Anche gli eventi estremi verificatisi nel mese di maggio in Romagna sono stati motivo di riflessione per Legambiente Emilia-Romagna.

“Abbiamo assistito con sgomento a quanto accaduto sul territorio e crediamo sia necessario procedere quanto prima non solo alla ricostruzione, ma anche a una trasformazione del sistema di gestione delle precipitazioni e di quello fluviale”, rimarca l’associazione. “Come ha sottolineato giustamente il segretario dell’Autorità Distrettuale di Bacino del Po, non occorre ripristinare la situazione preesistente, ma è necessario riprogettare e ampliare gli spazi a disposizione dei fiumi in modo da ridurre il rischio: questo significa rivedere le logiche che hanno guidato la pianificazione territoriale in passato, e quindi restituire spazio ai fiumi anche delocalizzando insediamenti oggi collocati in aree prossime ai corsi d’acqua.”
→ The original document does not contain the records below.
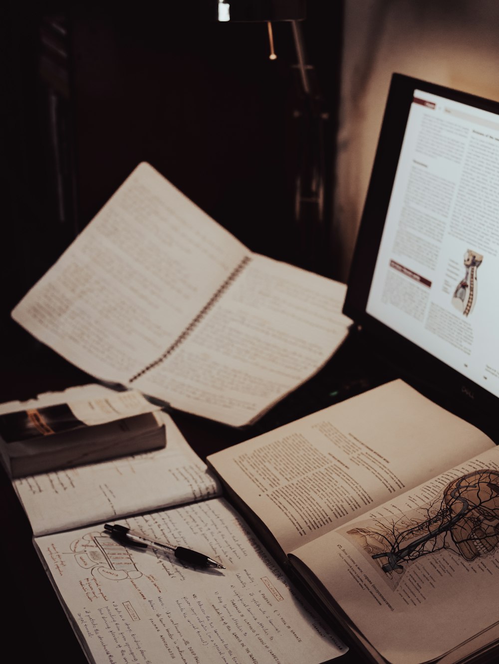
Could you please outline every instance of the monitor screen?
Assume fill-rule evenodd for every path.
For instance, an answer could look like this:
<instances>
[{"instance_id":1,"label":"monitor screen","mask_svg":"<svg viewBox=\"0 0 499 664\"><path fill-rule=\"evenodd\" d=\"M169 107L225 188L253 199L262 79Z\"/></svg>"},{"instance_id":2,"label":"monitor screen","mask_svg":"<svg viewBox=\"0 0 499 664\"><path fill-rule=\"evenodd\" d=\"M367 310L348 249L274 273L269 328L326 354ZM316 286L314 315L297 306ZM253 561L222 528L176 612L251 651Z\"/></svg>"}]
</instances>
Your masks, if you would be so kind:
<instances>
[{"instance_id":1,"label":"monitor screen","mask_svg":"<svg viewBox=\"0 0 499 664\"><path fill-rule=\"evenodd\" d=\"M403 371L490 411L498 254L499 104L394 74L345 313Z\"/></svg>"}]
</instances>

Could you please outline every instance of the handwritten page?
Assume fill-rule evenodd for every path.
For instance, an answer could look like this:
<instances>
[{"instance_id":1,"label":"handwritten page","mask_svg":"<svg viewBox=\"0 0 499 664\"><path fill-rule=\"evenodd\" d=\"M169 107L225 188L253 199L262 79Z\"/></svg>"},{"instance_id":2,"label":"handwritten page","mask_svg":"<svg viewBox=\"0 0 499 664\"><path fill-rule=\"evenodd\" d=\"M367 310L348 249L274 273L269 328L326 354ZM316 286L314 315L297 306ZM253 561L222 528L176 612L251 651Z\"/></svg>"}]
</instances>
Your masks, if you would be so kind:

“Non abbiamo apprezzato il riferimento sprezzante di amministratori pubblici alle organizzazioni ambientaliste additate come responsabili di ostacoli alla realizzazione di opere per la sicurezza del territorio”, aggiunge Legambiente. “Addossare le responsabilità del mancato adattamento delle infrastrutture al cambiamento climatico a chi proprio di cambiamento climatico si occupa tutti i giorni è una palese contraddizione e il segno che la protezione dell’ambiente continua ad essere trattata come un elemento secondario, il contrario di ciò che il Patto per il Lavoro e il Clima avrebbe dovuto realizzare.”

Legambiente ribadisce infine il proprio sostegno alle politiche ambientali e di sviluppo sostenibile promosse sul territorio dell’Emilia-Romagna: “Continueremo a svolgere il nostro lavoro di analisi e di stimolo affinché la Regione, gli enti pubblici e il settore privato compiano rapidamente la transizione verso un modello socioeconomico a basso impatto ambientale. La nostra disponibilità al confronto resta immutata, serve però chiarezza da parte dei decisori politici ed economici: la crisi climatica richiede risposte immediate e non contraddittorie.”